- Country: Australia
- Location: South Australia
- Coordinates: 32°12′S 137°36′E﻿ / ﻿32.2°S 137.6°E
- Status: Proposed
- Construction cost: A$650M
- Operators: SolarReserve (until 2019); 1414 Degrees (from 2019);

Solar farm
- Type: Flat-panel PV
- CSP technology: Solar power tower

Power generation
- Nameplate capacity: 70–400 (proposed)
- Annual net output: 495 GW·h (planned)
- Storage capacity: 1,200 MW·h_{e} (cancelled)

External links
- Website: Official website (until 2019); Official website (from 2019);

= Aurora Solar Thermal Power Project =

Aurora Solar Thermal Power Project was a planned solar power tower solar thermal power plant to be located north of Port Augusta in South Australia. It aimed to generate 150 MW of electricity upon completion in 2020, with storage capacity sufficient for up to 8 hours of full power operation. The facility was projected to produce 495 GWh of electricity annually and was to be situated 30 kilometres (19 miles) north of Port Augusta at Carriewerloo Station.

On April 5, 2019, South Australian Energy Minister Dan van Holst Pellekaan announced the cancellation of the project.

==Project announcement and original timeline==
Then premier of South Australia, Jay Weatherill announced in August 2017 that construction would begin in 2018 and was expected to be completed in 2020. It was expected to cost to build, including a loan from the Federal Government. SolarReserve had a contract to supply all of the electricity required by the state government's offices from this power project.

The plant received formal development approval from the state government in January 2018. At that time, finance was not yet all in place, but SolarReserve still anticipated starting construction in mid-2018 and taking 650 workers two and a half years to build it.

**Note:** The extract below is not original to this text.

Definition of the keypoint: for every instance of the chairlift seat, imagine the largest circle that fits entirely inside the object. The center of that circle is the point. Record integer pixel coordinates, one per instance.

On 5 April 2019, South Australian Energy Minister Dan van Holst Pellekaan announced that he had been contacted by SolarReserve who said the project would not be going ahead.

==Purchase and subsequent reboot of the project==
In December 2019, local South Australian renewable energy company 1414 Degrees announced it had acquired the project from SolarReserve, along with SolarReserve's early-stage solar PV projects in NSW. 1414 Degrees renamed the site Aurora Solar Energy Project, indicating it would develop the site as a solar photovoltaic farm firmed up using their proprietary GRID-TESS thermal energy storage system using molten silicon.

In May 2020, it announced that the first stage would open in mid-2021 with 70MW of solar panels, followed by a pilot Thermal Energy Storage System (TESS). However, by June 2020 the thermal storage lacked maturity and the project was reshaped with a bigger battery (140 MW/280 MWh), 70MW of solar PV and 150MW of concentrated solar power (CSP), to be constructed in 2023.

==Reasons for the original cancellation of the project==
Tim Buckley, the Director of Energy Finance Studies for the anti-fossil fuel Institute for Energy Economics and Financial Analysis, said that the most likely reason for the cancellation was a lack of revenue certainty for the technical demonstrator project. The Aurora plant had the capability of firming up variable renewables by providing stored power from hot salt after the sun had gone down and solar photovoltaic panels had stopped generation but, according to Buckley, there was probably no long-term contract on offer to provide for a fixed price for electricity from the plant, particularly during the evening peak hours of 6 pm to 8 pm. He suggests that this was due to an apparent lack of a government policy framework and a lack of “time of day” electricity pricing.

South Australian opposition leader Peter Malinauskas blamed the failure to secure finance on the state government's plan to establish a new electricity interconnector to New South Wales. This interconnector was expected to reduce the peak wholesale cost of electricity.